What to do when stuck on your family history

Whatever resources you have at your disposal, however good your research skills, there are going to be times when you come up against a brickwall and can’t get beyond it.  Maybe you have an ancestor with a common name, and 500 Mary Jones to distinguish one from another.  Maybe you can’t find out where you ancestor was born and so can’t track down his parents?  Maybe there’s a gap where your ancestor should be.

The first thing to do, is to see if you can gather any information by following the family tree horizontally.  That is, look at your ancestor’s brothers and sisters, uncles and aunts.  Were they witnesses at weddings, sponsors at baptisms, involved in legal cases?  Can you gather any information from other members in the family at all?

Then try researching the place your ancestor came from, if you know it, or the last place you have associated with him or her, and the period you are looking at.  It’s often useful background information anyway, but you never know when some family circumstance or local event will illuminate the path.  I researched the people who used to attend the Quaker Meeting House in Uxbridge at the beginning of the 19th century, when people were beginning to move into cities and towns, and suddenly found one of the families doing the opposite – moving to Scotland only to die there shortly afterwards.  Researching the things that were going on at the time, I found that nearly all of their relatives had died of a fever that was spreading like wildfire in London, and they had fled to Scotland to avoid the infection, only to take it with them and die, one by one, in Scotland.

So, look at local records, find out what sort of an area they came from, what industries were common, whether any national events were likely to affect that trade.  Local newspapers often have an archive available in the local studies centre of your local library.  The Victoria County History, a massive project which hoped to record the history of the people and natural environment for every county in Britain dedicated to her then longest-serving Monarch, Victoria, may have useful information, depending upon the coverage for your county.
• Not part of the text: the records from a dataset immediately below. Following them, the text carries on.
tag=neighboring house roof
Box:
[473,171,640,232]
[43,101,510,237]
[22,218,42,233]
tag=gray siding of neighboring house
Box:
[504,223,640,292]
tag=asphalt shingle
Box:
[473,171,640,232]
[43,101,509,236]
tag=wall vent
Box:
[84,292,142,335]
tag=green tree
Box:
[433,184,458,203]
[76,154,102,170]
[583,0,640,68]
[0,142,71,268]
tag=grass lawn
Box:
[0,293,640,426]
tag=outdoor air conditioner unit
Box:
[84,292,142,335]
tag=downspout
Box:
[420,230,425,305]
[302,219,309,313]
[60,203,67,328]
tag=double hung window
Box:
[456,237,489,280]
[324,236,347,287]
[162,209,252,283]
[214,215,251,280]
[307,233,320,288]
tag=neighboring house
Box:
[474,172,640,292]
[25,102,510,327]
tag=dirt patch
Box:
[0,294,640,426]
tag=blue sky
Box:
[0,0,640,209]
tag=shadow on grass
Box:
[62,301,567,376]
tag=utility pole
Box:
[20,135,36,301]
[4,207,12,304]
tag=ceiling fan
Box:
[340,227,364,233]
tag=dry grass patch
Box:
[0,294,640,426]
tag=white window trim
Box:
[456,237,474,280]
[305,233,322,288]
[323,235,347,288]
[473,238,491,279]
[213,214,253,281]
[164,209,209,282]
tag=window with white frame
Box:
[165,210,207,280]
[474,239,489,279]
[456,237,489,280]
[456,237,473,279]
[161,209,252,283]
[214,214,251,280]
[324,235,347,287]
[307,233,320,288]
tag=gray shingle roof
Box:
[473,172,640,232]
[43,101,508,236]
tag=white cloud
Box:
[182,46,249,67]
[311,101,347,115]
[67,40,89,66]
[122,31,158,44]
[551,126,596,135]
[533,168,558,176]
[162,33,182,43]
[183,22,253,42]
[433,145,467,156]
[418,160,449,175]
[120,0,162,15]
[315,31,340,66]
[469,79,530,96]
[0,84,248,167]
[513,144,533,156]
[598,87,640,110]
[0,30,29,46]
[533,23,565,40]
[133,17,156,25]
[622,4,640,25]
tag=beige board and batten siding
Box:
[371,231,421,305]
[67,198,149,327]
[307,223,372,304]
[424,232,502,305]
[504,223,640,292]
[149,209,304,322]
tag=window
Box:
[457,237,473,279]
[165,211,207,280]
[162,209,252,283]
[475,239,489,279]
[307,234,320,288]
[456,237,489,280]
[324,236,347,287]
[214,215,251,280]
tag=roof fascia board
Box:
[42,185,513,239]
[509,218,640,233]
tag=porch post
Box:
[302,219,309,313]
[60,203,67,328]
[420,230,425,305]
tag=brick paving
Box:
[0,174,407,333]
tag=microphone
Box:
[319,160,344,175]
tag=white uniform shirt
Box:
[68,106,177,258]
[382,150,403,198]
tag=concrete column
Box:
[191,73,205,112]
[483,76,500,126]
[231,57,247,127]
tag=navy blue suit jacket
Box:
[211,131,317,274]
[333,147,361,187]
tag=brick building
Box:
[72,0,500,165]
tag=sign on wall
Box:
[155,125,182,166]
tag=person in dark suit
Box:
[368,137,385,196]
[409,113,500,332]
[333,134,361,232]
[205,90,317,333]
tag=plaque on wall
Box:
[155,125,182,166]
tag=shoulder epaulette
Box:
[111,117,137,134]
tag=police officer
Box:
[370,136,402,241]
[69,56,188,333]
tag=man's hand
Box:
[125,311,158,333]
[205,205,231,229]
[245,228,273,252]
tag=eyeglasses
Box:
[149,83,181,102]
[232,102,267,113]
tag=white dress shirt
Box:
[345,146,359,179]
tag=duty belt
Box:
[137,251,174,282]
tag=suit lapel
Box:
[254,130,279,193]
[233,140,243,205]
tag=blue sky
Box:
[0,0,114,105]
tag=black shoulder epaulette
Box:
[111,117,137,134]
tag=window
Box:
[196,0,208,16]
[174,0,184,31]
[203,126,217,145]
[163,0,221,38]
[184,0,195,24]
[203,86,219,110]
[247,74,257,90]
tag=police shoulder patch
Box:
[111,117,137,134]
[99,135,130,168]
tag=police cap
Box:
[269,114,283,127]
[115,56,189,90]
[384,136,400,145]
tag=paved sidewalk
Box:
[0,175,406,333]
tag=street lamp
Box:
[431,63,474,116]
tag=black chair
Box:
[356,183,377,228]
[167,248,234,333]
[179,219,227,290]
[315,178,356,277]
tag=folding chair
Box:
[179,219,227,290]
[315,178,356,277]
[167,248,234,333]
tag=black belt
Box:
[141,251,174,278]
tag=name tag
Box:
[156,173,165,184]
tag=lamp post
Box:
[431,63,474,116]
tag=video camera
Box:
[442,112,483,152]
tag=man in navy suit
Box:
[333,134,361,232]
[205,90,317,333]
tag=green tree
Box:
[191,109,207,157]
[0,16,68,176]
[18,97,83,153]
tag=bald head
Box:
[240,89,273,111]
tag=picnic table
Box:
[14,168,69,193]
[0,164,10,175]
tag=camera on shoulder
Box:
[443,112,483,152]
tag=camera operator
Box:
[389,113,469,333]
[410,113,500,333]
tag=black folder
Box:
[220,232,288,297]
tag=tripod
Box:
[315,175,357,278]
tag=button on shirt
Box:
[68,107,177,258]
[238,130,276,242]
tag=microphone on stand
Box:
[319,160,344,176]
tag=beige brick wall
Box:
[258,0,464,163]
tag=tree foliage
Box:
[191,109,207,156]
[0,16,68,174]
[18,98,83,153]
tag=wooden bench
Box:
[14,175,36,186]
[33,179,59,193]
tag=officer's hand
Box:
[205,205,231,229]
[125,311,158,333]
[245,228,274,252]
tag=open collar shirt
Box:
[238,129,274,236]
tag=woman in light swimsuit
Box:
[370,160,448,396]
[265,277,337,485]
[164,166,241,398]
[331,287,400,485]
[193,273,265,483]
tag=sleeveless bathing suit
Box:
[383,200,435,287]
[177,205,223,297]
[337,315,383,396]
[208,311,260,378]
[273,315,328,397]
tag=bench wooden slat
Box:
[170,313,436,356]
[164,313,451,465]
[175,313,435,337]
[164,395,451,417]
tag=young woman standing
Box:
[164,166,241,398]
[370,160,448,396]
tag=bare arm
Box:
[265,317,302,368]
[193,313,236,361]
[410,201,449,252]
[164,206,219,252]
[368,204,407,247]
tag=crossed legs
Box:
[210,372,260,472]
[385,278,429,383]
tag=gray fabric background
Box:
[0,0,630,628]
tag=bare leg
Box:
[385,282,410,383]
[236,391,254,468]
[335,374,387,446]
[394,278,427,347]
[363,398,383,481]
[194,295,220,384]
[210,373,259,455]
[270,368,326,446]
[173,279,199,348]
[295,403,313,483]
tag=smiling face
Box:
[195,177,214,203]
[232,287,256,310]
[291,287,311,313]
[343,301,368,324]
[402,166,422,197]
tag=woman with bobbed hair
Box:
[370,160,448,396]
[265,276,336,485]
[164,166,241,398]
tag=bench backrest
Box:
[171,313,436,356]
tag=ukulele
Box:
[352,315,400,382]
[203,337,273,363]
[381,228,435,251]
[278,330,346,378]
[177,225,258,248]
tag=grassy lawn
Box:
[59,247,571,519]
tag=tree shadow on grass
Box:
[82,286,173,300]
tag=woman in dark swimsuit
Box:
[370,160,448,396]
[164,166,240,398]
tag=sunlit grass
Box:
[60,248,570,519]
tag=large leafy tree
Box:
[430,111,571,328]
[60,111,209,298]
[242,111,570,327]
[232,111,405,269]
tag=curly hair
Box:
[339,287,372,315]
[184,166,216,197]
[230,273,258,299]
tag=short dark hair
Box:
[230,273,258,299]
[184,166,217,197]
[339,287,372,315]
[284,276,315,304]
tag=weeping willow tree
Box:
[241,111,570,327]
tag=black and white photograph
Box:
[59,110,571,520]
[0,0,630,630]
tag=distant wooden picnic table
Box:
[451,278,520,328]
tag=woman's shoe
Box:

Local history societies (there’s a useful list here) and family history societies tied to the place you are interested in, may well have information which is useful. The Federation of Family History Societies offers a find-a-society link on their website.  There’s a British Association for Local History too.

You may find it helpful to get another family historian to look at your research, to see if they can make suggestions for you.  All of us can be blind to a detail which another may see clearly.  Sometimes someone coming fresh to the problem will see something you have missed.  I also find it useful to leave the problem for a while to pursue other lines of inquiry, as coming back to it fresh may also give you a different perspective.